The debut ends with the debutante giving a speech, talking about what life lessons she’s learned and thanking her family and friends for their support. The debut ends with everyone dancing and enjoying the party!
6. The Apache Tribe and the Sunshine Ceremony
The Sunrise Ceremony is a four-day celebration that Apache women celebrate after receiving their first period.
Today, the ceremony is preceded by about six months of preparation. The girl’s traditional and symbolic costume must be made, and she must physically train for the ceremony.
Once the ceremony begins, the girl is guided through it by her sponsor and the medicine man. The ceremony includes hours of dancing – during the day and the night – as well as chanting, singing, and praying. The girl will also run in all four directions of the compass to represent the four stages of life. She's painted with a sacred mixture of cornmeal and clay.
She will re-enact the White Painted Woman’s story. The White Painted woman is the first woman in Apache mythology and a deity who embodies maturity, femininity, tradition, and cycles. The Apache believe that by taking part in the ritual, the White Painted Woman will ensure that the girls who have reached maturity will be promised a long and happy life.
On the last day of the ceremony, the girl will bless her people with pollen, “heal” them with her touch, and receive gifts from them.

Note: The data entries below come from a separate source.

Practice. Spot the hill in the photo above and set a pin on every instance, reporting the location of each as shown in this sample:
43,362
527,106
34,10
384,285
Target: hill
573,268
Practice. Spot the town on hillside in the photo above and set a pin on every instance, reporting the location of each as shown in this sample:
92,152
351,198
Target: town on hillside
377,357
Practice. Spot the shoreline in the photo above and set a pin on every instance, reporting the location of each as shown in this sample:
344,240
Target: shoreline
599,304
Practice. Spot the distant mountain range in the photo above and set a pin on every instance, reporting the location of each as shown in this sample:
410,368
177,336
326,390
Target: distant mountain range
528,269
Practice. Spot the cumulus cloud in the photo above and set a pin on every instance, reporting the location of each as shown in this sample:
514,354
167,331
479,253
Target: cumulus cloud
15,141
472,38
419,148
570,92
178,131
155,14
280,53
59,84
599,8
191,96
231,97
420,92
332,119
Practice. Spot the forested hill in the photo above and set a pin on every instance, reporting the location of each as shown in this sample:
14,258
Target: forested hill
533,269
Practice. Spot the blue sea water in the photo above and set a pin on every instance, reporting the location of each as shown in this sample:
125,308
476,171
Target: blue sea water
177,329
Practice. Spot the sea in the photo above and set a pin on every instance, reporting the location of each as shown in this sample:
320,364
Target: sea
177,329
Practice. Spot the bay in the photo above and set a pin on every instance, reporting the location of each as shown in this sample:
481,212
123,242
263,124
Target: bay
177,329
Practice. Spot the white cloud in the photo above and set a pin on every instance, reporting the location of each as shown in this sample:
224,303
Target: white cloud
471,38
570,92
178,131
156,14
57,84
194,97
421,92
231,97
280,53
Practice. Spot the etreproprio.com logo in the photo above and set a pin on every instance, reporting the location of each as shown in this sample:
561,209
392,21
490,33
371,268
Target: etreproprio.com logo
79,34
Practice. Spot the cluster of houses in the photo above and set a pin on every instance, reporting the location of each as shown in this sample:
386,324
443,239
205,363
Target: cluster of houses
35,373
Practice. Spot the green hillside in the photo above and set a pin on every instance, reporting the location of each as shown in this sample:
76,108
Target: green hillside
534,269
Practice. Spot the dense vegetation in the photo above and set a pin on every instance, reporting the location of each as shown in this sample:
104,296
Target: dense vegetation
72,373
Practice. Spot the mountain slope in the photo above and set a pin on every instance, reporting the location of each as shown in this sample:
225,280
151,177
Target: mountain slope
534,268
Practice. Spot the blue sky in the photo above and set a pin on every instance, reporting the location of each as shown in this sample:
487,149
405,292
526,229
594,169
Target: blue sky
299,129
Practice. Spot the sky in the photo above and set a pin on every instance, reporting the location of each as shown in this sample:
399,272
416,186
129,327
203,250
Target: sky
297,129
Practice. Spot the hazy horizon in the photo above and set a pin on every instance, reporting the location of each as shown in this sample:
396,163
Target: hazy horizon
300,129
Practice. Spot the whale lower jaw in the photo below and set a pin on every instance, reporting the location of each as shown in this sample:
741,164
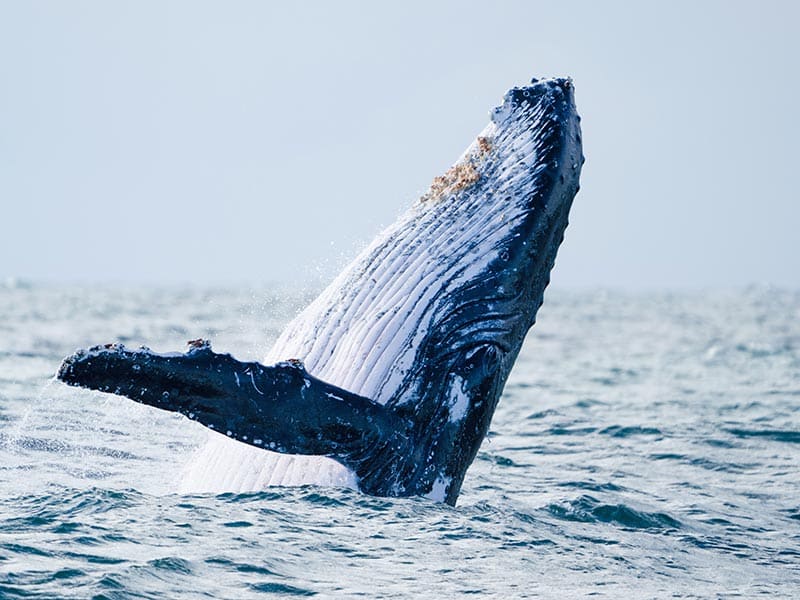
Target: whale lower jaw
225,465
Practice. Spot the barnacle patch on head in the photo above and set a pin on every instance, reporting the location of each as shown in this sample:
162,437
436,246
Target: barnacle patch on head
461,175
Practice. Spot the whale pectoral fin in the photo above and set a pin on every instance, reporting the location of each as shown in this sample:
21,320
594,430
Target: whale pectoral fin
280,407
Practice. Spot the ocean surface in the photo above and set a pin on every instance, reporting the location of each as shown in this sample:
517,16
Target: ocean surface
646,446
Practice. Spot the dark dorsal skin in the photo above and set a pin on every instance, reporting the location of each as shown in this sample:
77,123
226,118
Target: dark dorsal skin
493,223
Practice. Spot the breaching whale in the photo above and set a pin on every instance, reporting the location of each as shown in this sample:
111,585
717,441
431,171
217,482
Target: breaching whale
388,381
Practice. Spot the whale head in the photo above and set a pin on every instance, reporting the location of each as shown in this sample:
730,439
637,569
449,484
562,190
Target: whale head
429,319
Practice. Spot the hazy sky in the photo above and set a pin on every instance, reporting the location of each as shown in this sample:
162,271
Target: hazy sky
226,142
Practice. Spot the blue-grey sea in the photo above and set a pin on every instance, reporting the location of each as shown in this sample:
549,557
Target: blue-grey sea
647,445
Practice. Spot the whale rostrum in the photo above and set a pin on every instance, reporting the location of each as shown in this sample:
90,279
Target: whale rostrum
393,373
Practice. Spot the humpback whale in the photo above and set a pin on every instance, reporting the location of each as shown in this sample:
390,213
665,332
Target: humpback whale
388,381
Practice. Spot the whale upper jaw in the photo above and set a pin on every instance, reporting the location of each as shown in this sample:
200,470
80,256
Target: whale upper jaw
406,353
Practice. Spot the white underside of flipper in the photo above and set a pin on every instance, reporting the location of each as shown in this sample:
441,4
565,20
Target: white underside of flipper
225,465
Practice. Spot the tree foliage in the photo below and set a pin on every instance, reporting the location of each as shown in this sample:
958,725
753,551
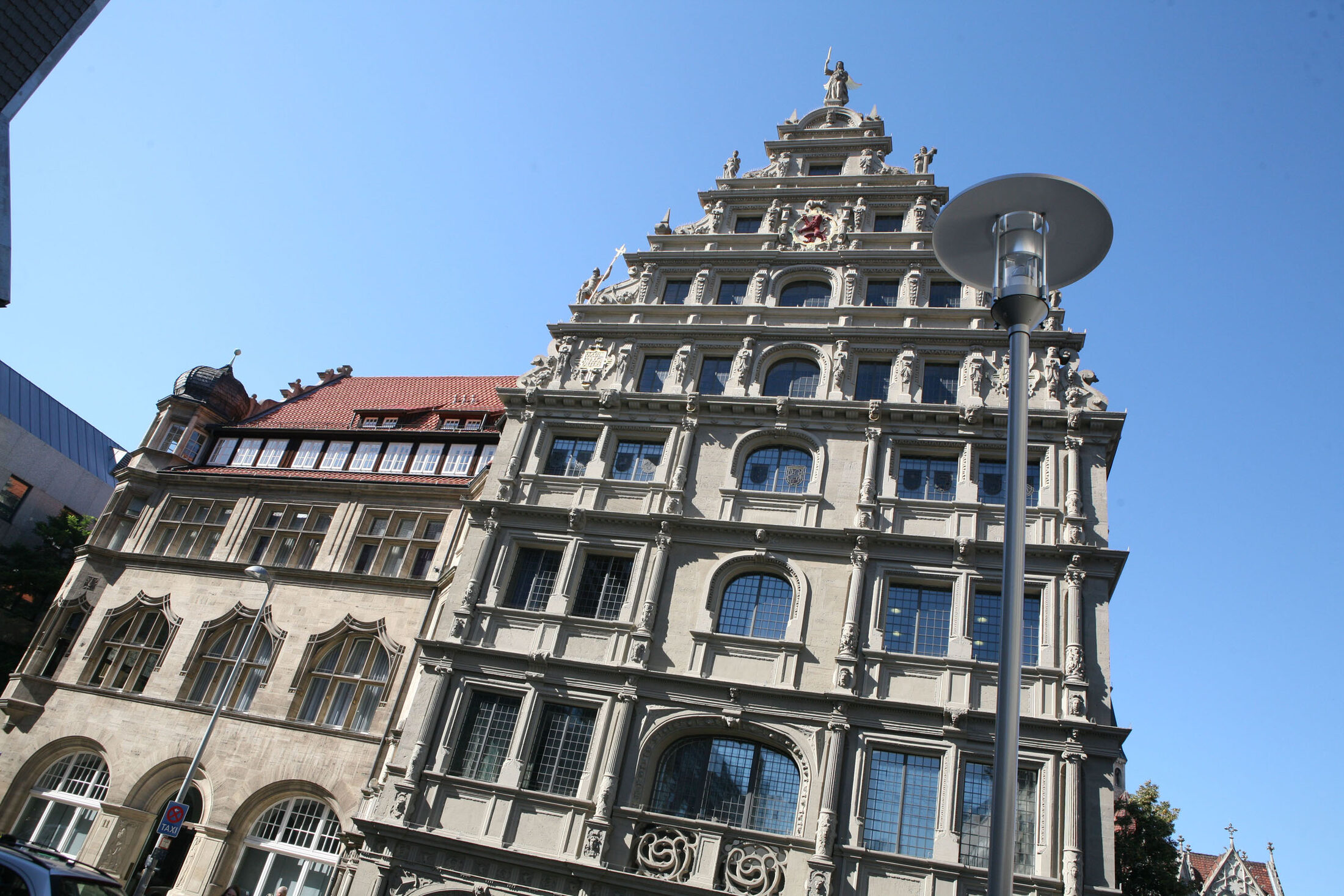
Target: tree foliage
1147,859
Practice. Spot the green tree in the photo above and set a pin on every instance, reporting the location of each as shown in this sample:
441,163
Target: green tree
30,578
1147,859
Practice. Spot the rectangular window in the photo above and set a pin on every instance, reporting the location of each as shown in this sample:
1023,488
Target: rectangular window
602,588
224,449
487,734
337,456
570,457
395,457
993,483
872,381
714,375
944,294
305,457
561,752
675,292
918,621
459,460
733,292
655,374
534,580
987,628
976,801
426,459
365,456
902,804
636,461
246,453
12,496
273,453
940,386
932,479
191,450
889,224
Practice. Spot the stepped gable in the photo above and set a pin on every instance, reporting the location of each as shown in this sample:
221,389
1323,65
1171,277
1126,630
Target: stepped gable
420,401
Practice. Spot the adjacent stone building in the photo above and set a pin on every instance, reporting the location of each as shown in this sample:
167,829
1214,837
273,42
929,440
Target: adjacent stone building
726,616
350,494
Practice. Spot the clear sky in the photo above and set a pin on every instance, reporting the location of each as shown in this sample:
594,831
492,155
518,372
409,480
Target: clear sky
418,187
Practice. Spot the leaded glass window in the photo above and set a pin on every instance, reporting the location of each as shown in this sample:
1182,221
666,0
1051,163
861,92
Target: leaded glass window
486,738
930,479
562,746
636,461
917,621
993,483
902,804
808,293
777,469
602,588
987,628
730,781
976,801
756,605
534,580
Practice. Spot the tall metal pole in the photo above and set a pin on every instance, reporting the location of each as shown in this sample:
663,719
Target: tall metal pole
162,847
1020,313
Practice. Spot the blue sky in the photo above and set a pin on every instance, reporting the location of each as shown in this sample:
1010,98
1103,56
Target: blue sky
418,187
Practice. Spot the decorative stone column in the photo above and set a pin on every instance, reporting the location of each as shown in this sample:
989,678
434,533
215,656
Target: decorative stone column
1072,872
600,824
866,517
471,594
676,488
847,661
649,605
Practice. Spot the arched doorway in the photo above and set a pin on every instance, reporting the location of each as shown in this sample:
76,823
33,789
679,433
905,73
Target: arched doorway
166,872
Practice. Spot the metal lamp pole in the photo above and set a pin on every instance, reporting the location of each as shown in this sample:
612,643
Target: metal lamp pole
162,847
995,237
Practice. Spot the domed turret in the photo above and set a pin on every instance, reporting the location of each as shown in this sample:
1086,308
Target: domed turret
217,388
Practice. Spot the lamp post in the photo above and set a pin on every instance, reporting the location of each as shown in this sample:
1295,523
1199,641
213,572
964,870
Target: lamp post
162,847
1018,237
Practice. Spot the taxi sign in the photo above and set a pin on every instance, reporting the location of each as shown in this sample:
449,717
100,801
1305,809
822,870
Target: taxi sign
173,816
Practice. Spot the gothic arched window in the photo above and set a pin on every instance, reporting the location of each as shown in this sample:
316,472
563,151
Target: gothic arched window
737,782
808,293
796,378
756,605
65,803
777,469
294,844
346,684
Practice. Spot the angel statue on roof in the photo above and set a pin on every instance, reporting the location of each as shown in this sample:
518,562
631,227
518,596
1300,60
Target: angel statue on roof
839,84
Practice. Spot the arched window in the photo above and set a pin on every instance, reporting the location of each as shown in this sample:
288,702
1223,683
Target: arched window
294,844
65,803
736,782
756,605
777,469
132,650
807,293
218,661
346,684
796,378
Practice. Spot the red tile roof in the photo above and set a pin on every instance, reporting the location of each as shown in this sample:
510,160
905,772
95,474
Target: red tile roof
337,403
1203,865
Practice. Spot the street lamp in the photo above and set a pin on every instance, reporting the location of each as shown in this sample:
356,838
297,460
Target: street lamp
1018,237
160,850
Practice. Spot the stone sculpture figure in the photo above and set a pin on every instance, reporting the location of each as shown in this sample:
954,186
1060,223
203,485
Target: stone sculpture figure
730,167
924,159
838,84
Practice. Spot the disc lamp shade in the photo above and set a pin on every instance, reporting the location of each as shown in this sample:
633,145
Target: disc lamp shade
1023,234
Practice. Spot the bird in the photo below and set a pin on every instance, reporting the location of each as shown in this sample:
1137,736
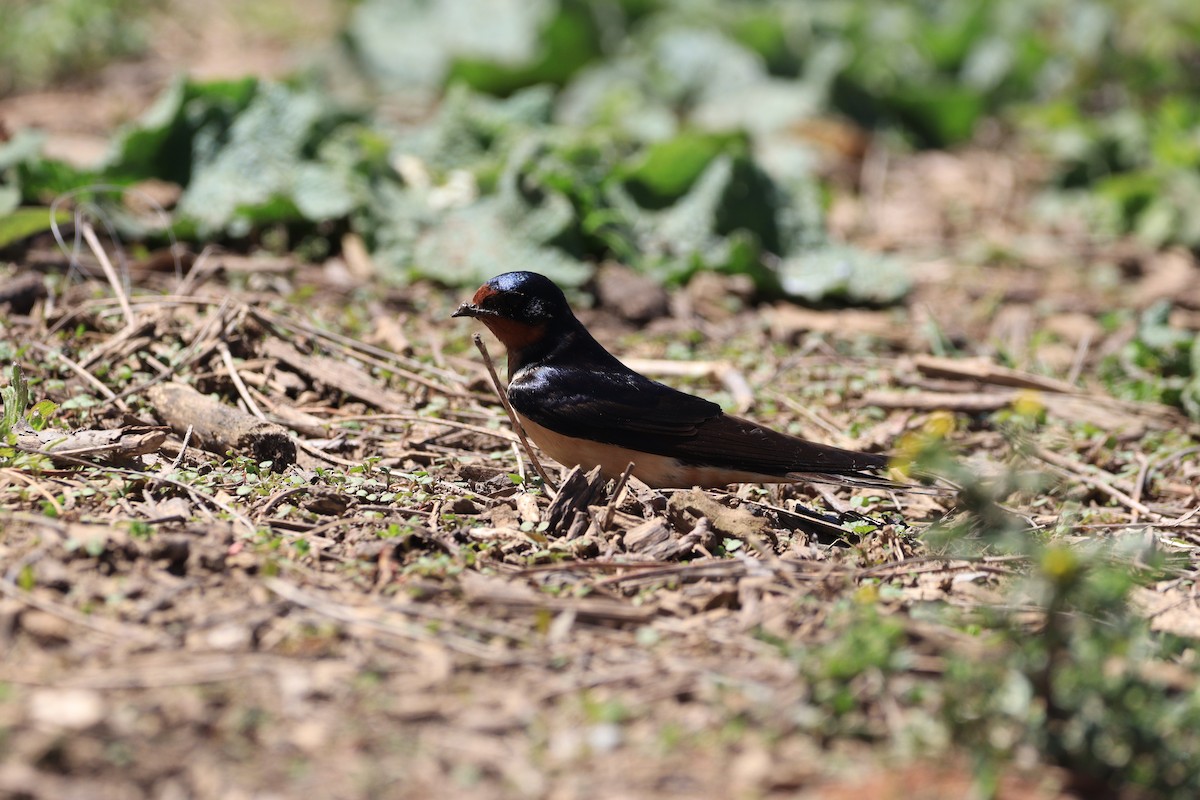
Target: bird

So you see, the coming of age celebrations come in all different shapes and sizes from everywhere. But even though there are differences in the way cultures celebrate this event, they all have one thing in common – the transition to womanhood and manhood is not to be taken lightly. It’s a pivotal moment in one’s life that gives them meaning and purpose in the world, all while celebrating it with people who cherish them the most. It’s a truly profound way of celebrating the natural way of aging and living, and I believe more people would find more meaning in life if we did the same.